Robbing these developing countries of their medium of exchange (beef) will only push them back into poverty – perhaps helping them to find a way to produce beef without environmental damage would be a better way to go.

But — it is their decision — as sovereign nations.

Geoff Sherrington
October 11, 2019 3:42 pm

Kip,
The USA medical science Establishment in the 1970s grabbed the idea that man-made chemicals were causing an increase of cancers that would rapidly reach epidemic proportions.

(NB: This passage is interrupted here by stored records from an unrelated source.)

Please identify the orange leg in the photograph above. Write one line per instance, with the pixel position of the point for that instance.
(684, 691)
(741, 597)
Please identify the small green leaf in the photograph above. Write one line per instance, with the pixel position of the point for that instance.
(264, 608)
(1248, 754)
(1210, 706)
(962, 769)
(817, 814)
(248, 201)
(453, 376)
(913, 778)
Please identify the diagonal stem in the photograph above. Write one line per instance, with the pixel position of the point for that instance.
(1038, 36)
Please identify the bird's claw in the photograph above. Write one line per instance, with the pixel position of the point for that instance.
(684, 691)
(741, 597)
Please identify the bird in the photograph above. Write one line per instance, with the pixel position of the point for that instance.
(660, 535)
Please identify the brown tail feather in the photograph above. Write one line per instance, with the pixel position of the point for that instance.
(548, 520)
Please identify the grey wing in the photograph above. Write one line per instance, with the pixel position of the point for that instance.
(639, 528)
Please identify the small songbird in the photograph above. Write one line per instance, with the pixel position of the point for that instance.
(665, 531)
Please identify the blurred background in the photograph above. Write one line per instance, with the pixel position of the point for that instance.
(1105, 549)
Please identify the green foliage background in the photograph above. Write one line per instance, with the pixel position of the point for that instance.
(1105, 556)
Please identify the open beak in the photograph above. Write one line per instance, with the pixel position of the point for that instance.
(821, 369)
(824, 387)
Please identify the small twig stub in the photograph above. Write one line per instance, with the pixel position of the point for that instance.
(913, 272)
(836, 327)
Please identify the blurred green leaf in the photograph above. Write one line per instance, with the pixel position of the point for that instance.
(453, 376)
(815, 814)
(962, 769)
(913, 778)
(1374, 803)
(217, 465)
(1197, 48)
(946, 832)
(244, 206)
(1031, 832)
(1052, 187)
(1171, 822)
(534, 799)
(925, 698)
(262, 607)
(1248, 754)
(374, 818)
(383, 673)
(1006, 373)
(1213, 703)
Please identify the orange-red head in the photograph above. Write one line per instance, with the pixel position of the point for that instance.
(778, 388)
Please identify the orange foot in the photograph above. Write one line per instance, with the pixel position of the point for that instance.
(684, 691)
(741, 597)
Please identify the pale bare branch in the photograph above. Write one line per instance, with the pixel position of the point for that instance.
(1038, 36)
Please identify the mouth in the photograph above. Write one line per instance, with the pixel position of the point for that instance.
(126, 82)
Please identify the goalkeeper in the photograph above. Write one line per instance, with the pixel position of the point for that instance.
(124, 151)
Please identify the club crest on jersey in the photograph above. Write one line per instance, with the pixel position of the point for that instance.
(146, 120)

History since then shows they were flat wrong. However, some serious Acts and Regulations they promoted are still on the books and causing massive troubles.
The whole episode now forms the book “The Apocalyptics” by Edith Efron. It is a massive research effort, carefully documented with many original verbatim quotes in its 800 or so pages.
This might be another example of a War for your series. If so, its beauty is its complete description in one reference book. It also describes how the end game played out.
My opinion is that a read of this book is very helpful for understanding the climate change fiasco. It is a close analogue. I reckon that no reader here is complete without having studied it. Geoff S

Editor
October 11, 2019 4:31 pm

Epilogue:

Great discussion and a lot of good reader input. These Science Wars are not new —

“In 1857, Burton and [John] Speke embarked on a Royal Geographical Society funded expedition to explore inland from the east African coast, with the hope of finding the source of the Nile. It was a difficult trip. When they arrived at Lake Tanganyika, Speke was almost blind and Burton could hardly walk. Speke travelled on alone and discovered Lake Victoria, which he was convinced was the Nile’s source. Burton disagreed and this contributed to a long and bitter public quarrel between the two men which ended in September 1864 when Speke died in a shooting which was either suicide or an accident.” — BBC

A version of the story was made into the movie “Mountains of the Moon“.

Various “authorities” sided with each man and calumny raged.

Science is exacting — but people are emotional, opinionated, desirous of power and authority, over-defensive…all the human ills, and we should not be that surprised to see these faults in scientists — they are just people, like we are.

If scientists could really be that dis-interested, rational self-questioning ideal put forth by the likes of Dick Feynman, we wouldn’t have these messes.

Thanks for reading.

# # # # #

October 11, 2019 7:00 pm

How the vegan movement found a home in the climate movement

https://tambonthongchai.com/2018/12/16/beef-and-climate-change/

Editor
Reply to  Chaamjamal
October 12, 2019 6:37 am

Chaamjamal ==> Thanks for the link to the CH4 article. Readers should remember when looking at graphs of atmospheric methane that methane is measure in Parts Per BILLION — not parts per million like CO2.

Mark Smith
October 12, 2019 8:49 pm

Plant-based diet is a diet based on plants- says nothing about what else you eat. I never understand people saying that vegetarianism is political. Veganism yes but vegetarian is neutral.